About this Research Topic
Optical communications are increasingly finding application in a variety of space missions, not only in experiments and/or demonstrations, but also for multi-year commercial purposes. This is the case for the optical inter-satellite links of the European data relay system (EDRS) involving two geostationary satellites flying and counting tens of thousands of optical links. The European Space Agency is also preparing an innovative project called High Throughput Optical Network (HydRON) to integrate an all-optical space transport network into the terrestrial fiber-based network. Reacting to this reality, the Consultative Committee for Space Data Systems (CCSDS) has been defining new specifications for different optical link scenarios through its optical working group (OPT). The first recommended standard in this area deals with high photon efficiency links, such as the ones encountered in deep space missions. The next target for the CCSDS OPT standardization effort is the design of a waveform for optical low Earth orbit direct-to-Earth links. Communication, in this case, shall rely on optical on-off keying and will provide channel data rates from a few Mbps up to 10 Gbps.
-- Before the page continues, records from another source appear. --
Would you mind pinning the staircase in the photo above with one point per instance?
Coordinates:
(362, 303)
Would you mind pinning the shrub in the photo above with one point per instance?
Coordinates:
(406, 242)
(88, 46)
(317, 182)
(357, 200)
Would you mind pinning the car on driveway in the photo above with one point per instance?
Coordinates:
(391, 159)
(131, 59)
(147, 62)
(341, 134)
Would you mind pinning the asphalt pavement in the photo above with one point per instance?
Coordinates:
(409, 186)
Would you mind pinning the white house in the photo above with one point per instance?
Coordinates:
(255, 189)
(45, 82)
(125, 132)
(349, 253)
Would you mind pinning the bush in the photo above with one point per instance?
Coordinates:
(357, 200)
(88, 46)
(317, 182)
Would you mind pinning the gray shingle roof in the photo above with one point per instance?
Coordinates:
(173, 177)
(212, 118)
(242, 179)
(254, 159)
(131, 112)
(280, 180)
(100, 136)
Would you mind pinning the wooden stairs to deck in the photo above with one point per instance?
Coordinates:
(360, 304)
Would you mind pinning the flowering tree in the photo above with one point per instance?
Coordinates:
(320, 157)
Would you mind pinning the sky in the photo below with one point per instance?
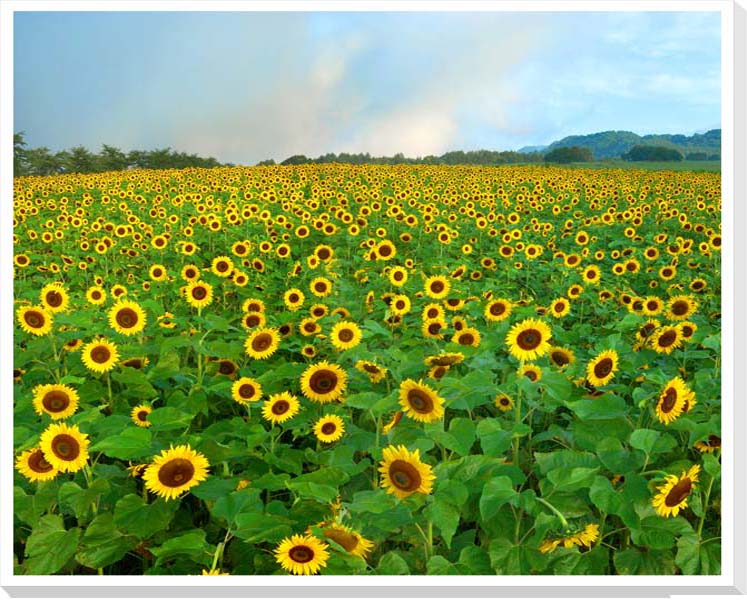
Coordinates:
(243, 87)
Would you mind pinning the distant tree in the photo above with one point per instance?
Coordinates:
(652, 153)
(569, 154)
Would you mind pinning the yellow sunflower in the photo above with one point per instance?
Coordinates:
(529, 339)
(345, 335)
(420, 401)
(35, 467)
(673, 495)
(127, 317)
(100, 355)
(403, 473)
(175, 471)
(57, 400)
(329, 429)
(323, 382)
(302, 554)
(35, 320)
(65, 447)
(278, 408)
(262, 343)
(601, 369)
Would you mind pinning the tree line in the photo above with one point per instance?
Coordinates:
(42, 161)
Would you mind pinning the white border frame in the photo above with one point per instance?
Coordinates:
(468, 586)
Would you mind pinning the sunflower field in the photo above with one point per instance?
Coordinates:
(354, 370)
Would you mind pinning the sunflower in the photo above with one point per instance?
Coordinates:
(65, 448)
(329, 429)
(420, 401)
(323, 382)
(58, 401)
(262, 343)
(437, 287)
(293, 299)
(100, 355)
(302, 554)
(245, 390)
(673, 400)
(529, 339)
(561, 357)
(375, 372)
(139, 415)
(199, 294)
(673, 495)
(601, 369)
(175, 471)
(278, 408)
(498, 309)
(127, 317)
(352, 541)
(35, 320)
(35, 467)
(346, 335)
(403, 473)
(54, 298)
(503, 402)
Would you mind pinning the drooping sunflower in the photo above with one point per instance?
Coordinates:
(329, 428)
(175, 471)
(35, 320)
(323, 382)
(673, 495)
(64, 447)
(199, 294)
(420, 401)
(245, 390)
(352, 541)
(498, 309)
(345, 335)
(262, 343)
(54, 298)
(403, 473)
(278, 408)
(139, 415)
(127, 317)
(57, 400)
(601, 369)
(302, 554)
(529, 339)
(100, 355)
(35, 467)
(437, 287)
(673, 400)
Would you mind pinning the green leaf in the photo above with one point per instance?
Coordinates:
(50, 546)
(134, 442)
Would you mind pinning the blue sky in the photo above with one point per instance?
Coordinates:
(247, 86)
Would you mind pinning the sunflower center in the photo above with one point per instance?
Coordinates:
(65, 447)
(679, 492)
(38, 463)
(603, 368)
(176, 472)
(669, 400)
(420, 401)
(100, 355)
(280, 407)
(56, 401)
(262, 342)
(323, 381)
(529, 339)
(126, 318)
(34, 319)
(404, 476)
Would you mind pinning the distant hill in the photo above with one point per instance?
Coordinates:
(612, 144)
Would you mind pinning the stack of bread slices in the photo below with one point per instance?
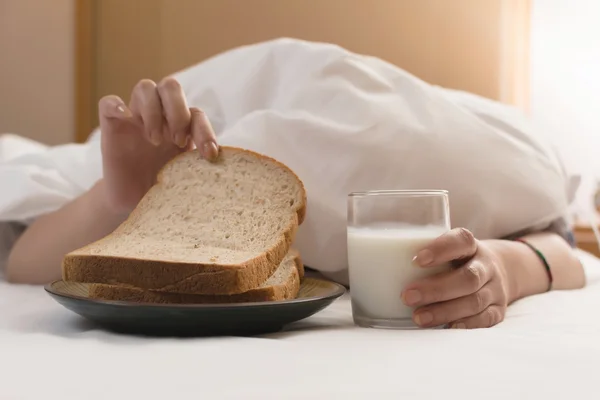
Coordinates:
(206, 232)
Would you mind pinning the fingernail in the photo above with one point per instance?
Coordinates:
(423, 258)
(124, 110)
(181, 140)
(155, 138)
(412, 297)
(423, 318)
(211, 151)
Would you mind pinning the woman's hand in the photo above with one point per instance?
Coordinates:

The evolution path of free-space optics (FSO) technology is very similar to the evolution seen by the fiber optics technology a decade earlier. As the initial fiber optics were based on single-mode transmission and direct detection, so too is the now state of the art of free-space optics. In the future, some of the more recent technologies adopted in state-of-the-art fiber optics could find applications in FSO and satellite communications, paving the way to new types of architectures, new services, and maybe new communication paradigms.
This Research Topic has the objective of covering novel contributions, including original research and review articles, with emphasis on free-space optical communications for space applications.
Topics of interest include, but are not limited to:
- Novel optical devices and systems design
- Present and future optical communication systems and technologies
- Optical communications technology for next generation applications
- Technologies for optical feeder links and inter-satellite links
- Space optical networks
- Integration of spatial and terrestrial optical networks
- Ranging technology for optical communications
- Optical communication systems for NGSO satellite constellations
- Deep-space optical communications
- Optical communications for Earth observation
- Optical ground support equipment
- Optical simulation and performance prediction
- In-orbit and on-ground demonstrations and missions
- Channel characterization, atmospheric propagation, transmission effects, and compensation techniques
- Diversity techniques for optical satellite communications (e.g., site diversity)
- Coherent and non-coherent modulation formats for space applications
- Multiplexing techniques for optical free-space communications (e.g., wavelength-division multiplexing, orbital angular momentum multiplexing, space-division multiplexing, polarization-division multiplexing)
- Polarization-related effects
- Coherent and non-coherent receivers for space applications
- Analog and digital signal processing for transmitters and receivers (e.g., shaping, predistortion, equalization)
- Trade-offs between optical and microwave (RF) systems
- New mm-wave/THz communication devices and systems
- Optical and photonic components (lasers, modulators, filters, polarizing components, lenses, etc.) for space applications
- Advanced detector concepts and components
Keywords: free-space optics, satellite communications, signal processing, adaptive optics, inter-satellite links
Important Note: All contributions to this Research Topic must be within the scope of the section and journal to which they are submitted, as defined in their mission statements. Frontiers reserves the right to guide an out-of-scope manuscript to a more suitable section or journal at any stage of peer review.